Bbölgesel meseleler karşısında Arap Birliği içerisinde yaşanan çatlaklara yakından baktığımızda da siyasi elitler arasında Arap dünyasındaki birlik fikrinin ne kadar zayıfladığını görebiliriz. 2017 yılında Katar’a yönelik başlatılan ambargo, İsrail’in bir Arap Birliği üyesi olan Suriye’ye ait olan Golan tepelerini ilhak etmesi ve Kudüs’ün İsrail’in başkenti olarak ilan edilmesi konusunda Arap Birliği ve birliğe üye ülkeler ortak ve güçlü bir tavır ortaya koyamadı. Hatta Kudüs’ün statüsünün görüşüleceği İİT’nin 2017 yılındaki İstanbul zirvesine Suudiler alt düzeyde bir katılım göstererek bu konuda hayret uyandıracak bir duyarsızlık sergilediler.
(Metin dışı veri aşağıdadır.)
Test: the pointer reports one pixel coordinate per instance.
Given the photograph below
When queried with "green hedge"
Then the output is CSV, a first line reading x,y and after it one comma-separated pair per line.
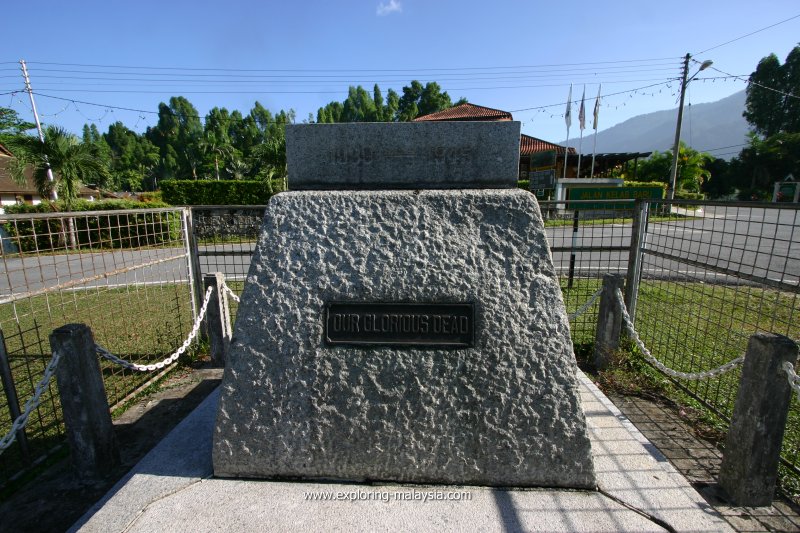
x,y
680,194
212,192
645,184
130,230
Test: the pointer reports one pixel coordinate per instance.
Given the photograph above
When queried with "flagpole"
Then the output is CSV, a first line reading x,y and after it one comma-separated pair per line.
x,y
594,141
582,124
568,119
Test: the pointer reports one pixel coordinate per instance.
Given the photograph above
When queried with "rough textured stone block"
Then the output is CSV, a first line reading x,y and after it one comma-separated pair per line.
x,y
502,412
414,155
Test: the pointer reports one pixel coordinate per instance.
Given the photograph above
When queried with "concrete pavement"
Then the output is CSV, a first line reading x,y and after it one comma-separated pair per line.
x,y
172,489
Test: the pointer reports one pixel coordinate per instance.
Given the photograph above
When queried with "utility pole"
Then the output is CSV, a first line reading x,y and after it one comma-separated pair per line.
x,y
54,194
673,172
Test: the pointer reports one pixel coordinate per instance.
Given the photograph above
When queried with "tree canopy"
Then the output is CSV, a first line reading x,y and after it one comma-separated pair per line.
x,y
361,106
73,163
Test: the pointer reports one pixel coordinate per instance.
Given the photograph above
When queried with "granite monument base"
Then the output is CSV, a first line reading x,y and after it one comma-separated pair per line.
x,y
487,398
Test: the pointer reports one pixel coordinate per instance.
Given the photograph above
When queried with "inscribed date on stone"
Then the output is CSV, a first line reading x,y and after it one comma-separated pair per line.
x,y
439,325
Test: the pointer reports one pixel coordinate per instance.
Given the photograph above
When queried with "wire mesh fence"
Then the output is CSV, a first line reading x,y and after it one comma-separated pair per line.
x,y
713,274
123,273
587,239
224,240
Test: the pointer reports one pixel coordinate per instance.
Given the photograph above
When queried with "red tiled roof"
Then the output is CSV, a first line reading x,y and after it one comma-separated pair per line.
x,y
467,112
531,145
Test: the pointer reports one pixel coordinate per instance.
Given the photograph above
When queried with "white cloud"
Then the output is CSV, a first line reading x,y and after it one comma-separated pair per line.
x,y
393,6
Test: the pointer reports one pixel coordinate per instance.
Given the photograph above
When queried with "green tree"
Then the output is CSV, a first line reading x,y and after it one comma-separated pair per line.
x,y
766,161
772,104
692,168
11,125
73,163
176,135
211,145
764,107
134,159
418,100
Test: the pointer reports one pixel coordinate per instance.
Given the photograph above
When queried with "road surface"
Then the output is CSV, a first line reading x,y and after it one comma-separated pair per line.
x,y
759,243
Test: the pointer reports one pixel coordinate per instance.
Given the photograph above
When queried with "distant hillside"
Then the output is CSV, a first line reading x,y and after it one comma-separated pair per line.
x,y
714,125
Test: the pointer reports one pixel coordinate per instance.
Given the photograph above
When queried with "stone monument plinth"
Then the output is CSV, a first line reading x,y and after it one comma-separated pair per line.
x,y
415,333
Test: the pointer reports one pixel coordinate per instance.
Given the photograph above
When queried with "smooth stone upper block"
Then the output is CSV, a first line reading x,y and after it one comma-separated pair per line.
x,y
412,155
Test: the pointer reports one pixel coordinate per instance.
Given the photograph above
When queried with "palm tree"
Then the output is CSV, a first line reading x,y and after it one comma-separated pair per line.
x,y
210,145
72,162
Yine bazı Arap ülkelerinin kendisi de bir Arap Birliği üyesi olan Katar’a karşı uyguladıkları ambargo ve yaptırımların bir benzerini işgalci İsrail’e uygulamaktan imtina etmesi Araplar arasındaki birliğin ne kadar imkânsız olduğunun bir göstergesi oldu.
Çoğu II. Dünya Savaşı sonrasında bağımsızlığına kavuşan Arap devletleri için en önemli tehdit, Batılı sömürge yönetimleri desteğinde Filistin’de bir Yahudi devleti oluşturma fikri oldu. Kurulduğu 1948’den günümüze Siyonist İsrail’in işgalci ve saldırgan politikaları Arap siyasi elitleri nezdinde bu tehdit algısını sürekli canlı tuttu. İsrail’in bölgede takip ettiği bu politika sadece Arap devlet adamlarını endişelendirmedi, Arap kamuoyunda da ciddi bir öfkeye neden oldu. 1948 ve 1967 savaşları sonucu toprakları işgal edilen ve ülkelerinden sürülerek Suriye, Ürdün, Irak ve Mısır gibi ülkelere iltica eden yüzbinlerce Filistinli, Arap kamuoyunun bu bilincini takviye etti.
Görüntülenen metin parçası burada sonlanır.